"Let me up! Let me up, I tell you!" roared Bobby, kicking his legs and threshing his arms in a vain effort to budge the weight across his body.
Johnny looked at him curiously.
"Why! You ain't mad, are you!" He shrieked with the joy of the discovery. "Oh, kids! Come here and see him! He's getting mad!"
Bobby's eyes filled with tears of rage. And then he saw quite plainly the top of a sand-hill and the village lying below and the blue of the River far distant. And he heard Mr. Kincaid's voice.
"But, sonny, you can always be a sportsman, whatever you do," the voice said, "and a sportsman does things because he likes them, Bobby, for no other reason—not for money, nor to become famous, nor even to win——"
He choked back his rage and forced a grin to his lips—very much the same sort that he had once accomplished when he "jumped up and laughed" at his mother's spanking, simply because he had been told to do that whenever he was hurt.

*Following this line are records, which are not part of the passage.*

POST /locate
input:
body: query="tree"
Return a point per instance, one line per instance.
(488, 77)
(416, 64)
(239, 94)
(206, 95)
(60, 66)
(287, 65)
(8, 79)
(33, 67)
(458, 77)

"I'm not mad," he disclaimed and heaved so mighty a heave that Johnny, being unprepared by reason of shouting to the others, was tumbled off one side. Instantly Bobby jumped to his feet and scudded away.
He was captured eventually—so were the others—but only after fierce struggles. Even did a policeman catch and hold a robber, to drag the latter to jail was no easy problem. For if he summoned the help of a brother officer that left at large an unattached robber who would create diversions and attempt rescues. At times all eight were piled in a breathless, tugging, rolling mass, while Carrie, behind her rustic table, looked on serenely lest some of the simple rules of the game be violated. In fact Carrie was just as severe in anticipation of possible infractions, as over the infractions themselves, which, perhaps, goes far to explain Carrie.
Bobby returned home at lunch time to be received with horror by Mrs. Orde.
"You're a sight!" she cried. "Where have you been, and what have you been doing? I never saw anything like you! And look at those holes in your stockings."